# Paphiopedilum fowliei var. christianae ‘Ms.M’ HCC/AOS



## DrLeslieEe (Apr 2, 2022)

Awarded today with an HCC 77 points from AOS monthly judging today. Funny, of all the 5 plants I thought this one (added last minute) was the least to get an award lol. This is the album version of fowliei.


----------



## monocotman (Apr 2, 2022)

Lovely Leslie!
why do you think that they picked this one?


----------



## DrLeslieEe (Apr 2, 2022)

monocotman said:


> Lovely Leslie!
> why do you think that they picked this one?
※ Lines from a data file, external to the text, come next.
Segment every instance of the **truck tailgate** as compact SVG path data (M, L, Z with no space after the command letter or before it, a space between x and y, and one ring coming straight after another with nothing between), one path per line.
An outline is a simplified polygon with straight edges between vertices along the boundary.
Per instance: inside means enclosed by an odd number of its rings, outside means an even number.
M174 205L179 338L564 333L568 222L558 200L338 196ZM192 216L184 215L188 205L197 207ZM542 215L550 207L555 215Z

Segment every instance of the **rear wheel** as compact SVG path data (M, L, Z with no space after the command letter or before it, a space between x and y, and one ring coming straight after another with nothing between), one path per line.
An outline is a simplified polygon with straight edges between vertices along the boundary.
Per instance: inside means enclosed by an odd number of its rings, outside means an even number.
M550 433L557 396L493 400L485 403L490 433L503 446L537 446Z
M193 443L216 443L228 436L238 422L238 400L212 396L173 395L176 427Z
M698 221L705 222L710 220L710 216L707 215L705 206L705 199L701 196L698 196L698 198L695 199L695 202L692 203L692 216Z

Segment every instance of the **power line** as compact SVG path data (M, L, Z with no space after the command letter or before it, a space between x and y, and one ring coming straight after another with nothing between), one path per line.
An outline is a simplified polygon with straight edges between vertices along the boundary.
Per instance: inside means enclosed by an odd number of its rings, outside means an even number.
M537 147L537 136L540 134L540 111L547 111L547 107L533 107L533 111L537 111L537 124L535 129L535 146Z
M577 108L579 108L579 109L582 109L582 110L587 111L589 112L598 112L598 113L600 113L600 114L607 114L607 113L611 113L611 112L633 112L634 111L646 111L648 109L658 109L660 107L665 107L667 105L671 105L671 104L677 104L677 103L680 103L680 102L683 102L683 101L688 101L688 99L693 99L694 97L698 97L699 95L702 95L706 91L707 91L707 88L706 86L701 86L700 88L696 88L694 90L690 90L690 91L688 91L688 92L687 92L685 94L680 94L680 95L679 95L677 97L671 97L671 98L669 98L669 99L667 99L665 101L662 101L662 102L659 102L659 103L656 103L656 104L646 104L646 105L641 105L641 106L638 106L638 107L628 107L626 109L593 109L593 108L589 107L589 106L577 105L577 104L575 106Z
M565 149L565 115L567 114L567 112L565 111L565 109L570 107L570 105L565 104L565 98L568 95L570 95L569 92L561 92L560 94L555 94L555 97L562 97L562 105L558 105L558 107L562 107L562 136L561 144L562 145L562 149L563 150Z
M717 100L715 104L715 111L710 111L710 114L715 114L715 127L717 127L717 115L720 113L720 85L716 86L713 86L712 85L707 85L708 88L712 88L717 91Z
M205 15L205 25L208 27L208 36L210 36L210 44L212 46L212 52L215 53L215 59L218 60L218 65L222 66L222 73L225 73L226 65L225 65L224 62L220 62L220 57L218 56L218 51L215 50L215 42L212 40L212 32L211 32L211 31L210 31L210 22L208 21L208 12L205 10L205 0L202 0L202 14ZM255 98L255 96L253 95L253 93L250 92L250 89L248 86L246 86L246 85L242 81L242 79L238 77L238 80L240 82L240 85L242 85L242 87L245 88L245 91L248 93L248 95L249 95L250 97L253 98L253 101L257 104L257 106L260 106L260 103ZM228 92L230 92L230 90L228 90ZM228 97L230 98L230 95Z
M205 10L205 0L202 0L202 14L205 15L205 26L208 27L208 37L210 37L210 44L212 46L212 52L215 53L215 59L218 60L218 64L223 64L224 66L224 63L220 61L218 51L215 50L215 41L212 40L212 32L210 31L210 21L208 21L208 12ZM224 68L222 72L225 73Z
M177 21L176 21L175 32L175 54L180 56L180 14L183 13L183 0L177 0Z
Because the others were more dramatic. I’ll post updates on them.


----------



## Greenpaph (Apr 2, 2022)

Congratulations!


----------



## DrLeslieEe (Apr 2, 2022)

monocotman said:


> Lovely Leslie!
> why do you think that they picked this one?


Oops I misread the question lol. I think it’s because it’s rare plus having two flowers. In addition it’s not easy to grow.


----------



## Ozpaph (Apr 4, 2022)

But quality awards are based on flower quality and not easy/hard to grow or flower numbers. Was it bigger than prior awards?


----------



## DrLeslieEe (Apr 4, 2022)

Ozpaph said:


> But quality awards are based on flower quality and not easy/hard to grow or flower numbers. Was it bigger than prior awards?


Of course you’re right. It’s assume the size is matching before any scoring. And yes it matches previous awards in size of parts. But not bigger, thus the HCC vs AM or FCC.

I was only offering reasons why this one of five plants I brought in was scored. All others matched award sizes too.


----------



## Guldal (Apr 4, 2022)

Well done, Leslie. Congrats on the award! It's adorable!


----------



## NYEric (Apr 5, 2022)

DrLeslieEe said:


> Awarded today with an HCC 77 points from AOS monthly judging today. Funny, of all the 5 plants I thought this one (added last minute) was the least to get an award lol. This is the album version of fowliei.



Tells you something about Orchid Judges! 
Congrats!


----------



## Duck Slipper (Apr 10, 2022)

Excellent!


----------